From previous research among German Vorzugsmilch (Berge and Baars, 2019), it is striking, that when STEC is found positive in milk, it is almost impossible to find STEC again in new milk samples. The researchers indicate that one reason for this is that STEC is not homogeneously distributed in milk or cheese and advocate taking larger sample quantities, such as 5 x 25 g of product. Others advocate detecting STEC in places where it can concentrate, such as the paper milk filter, where all cow’s milk has flowed past. No one eats a milk filter and there are still many actions on a farm to further hygienic practices so that E.coli and STEC do not end up in the milk. Almost never do you hear or read, that the test method used might lead to a false-positive result too quickly.

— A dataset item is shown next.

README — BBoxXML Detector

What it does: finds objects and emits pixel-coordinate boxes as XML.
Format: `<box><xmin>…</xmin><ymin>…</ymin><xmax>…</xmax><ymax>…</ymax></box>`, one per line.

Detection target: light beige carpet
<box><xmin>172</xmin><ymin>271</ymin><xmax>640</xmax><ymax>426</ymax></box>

Then it depends on your risk assessment whether you sound the alarm, block a farm, or dare to watch it.
When it comes to cheese sampled at an age of 14 days, you can keep the batch of cheese separate until you know more. This is because STEC always disappears from a maturing, ageing cheese, however, depending on its age. This is different with the consumption of raw milk, which is usually been done, before you even get the first lab result. Which does not alter the fact that, as a dairy farmer, you should have additional milk samples tested to prove that you are STEC-free.
STEC is an E.coli bacterium, an intestinal or faecal bacterium found in the intestines of ruminants. E.coli is part of the Enterobacteriaceae family. To find STEC, your sample also have to contain E.coli, and therefor as a farmer, you have to prevent contamination and smearing of cow dung, clean the teats and udders properly, every time. STEC and E.coli are largely a hygiene problem, which can be solved by cleanliness, hygiene, regularity and habits on a farm.
Does the Loch Ness monster exist or not?
Regular news resurfaces and the question remains, what is swimming around in that huge Scottish lake and whether you can prove it. The monster is a needle in a haystack that is hard to find. What methods can you use to find such a sample and, moreover, will you then know whether it is dangerous? Bacteria in a lake of milk are like the Loch Ness monster, rather monsters. We don’t know when and if and to whom they are dangerous now. If you can already find them with very sophisticated methods, we still don’t know anything about the quantities, the concentrations in the lake of milk, nor do we often know whether the sample carries the right combination of scary, nasty properties. As a regulator, it is then easiest to ban any suspicious bacteria you find in a foodstuff: better safe than sorry. For livestock farmers and cheesemakers, this usually means a very uncertain time, with moodiness and fear surrounding your product. After all, every STEC finding must be reported to the control organisation, the government demands of laboratories; big brother is watching you. Consumers cannot properly assess the danger and turn away from the product. Farmer cheese makers stop producing raw milk cheese as they must live off the sale of their product. In the end, the range of flavours and cheeses narrows, and everything goes through the unitisation of heating, pasteurisation of cheese milk. In doing so, a culture is lost.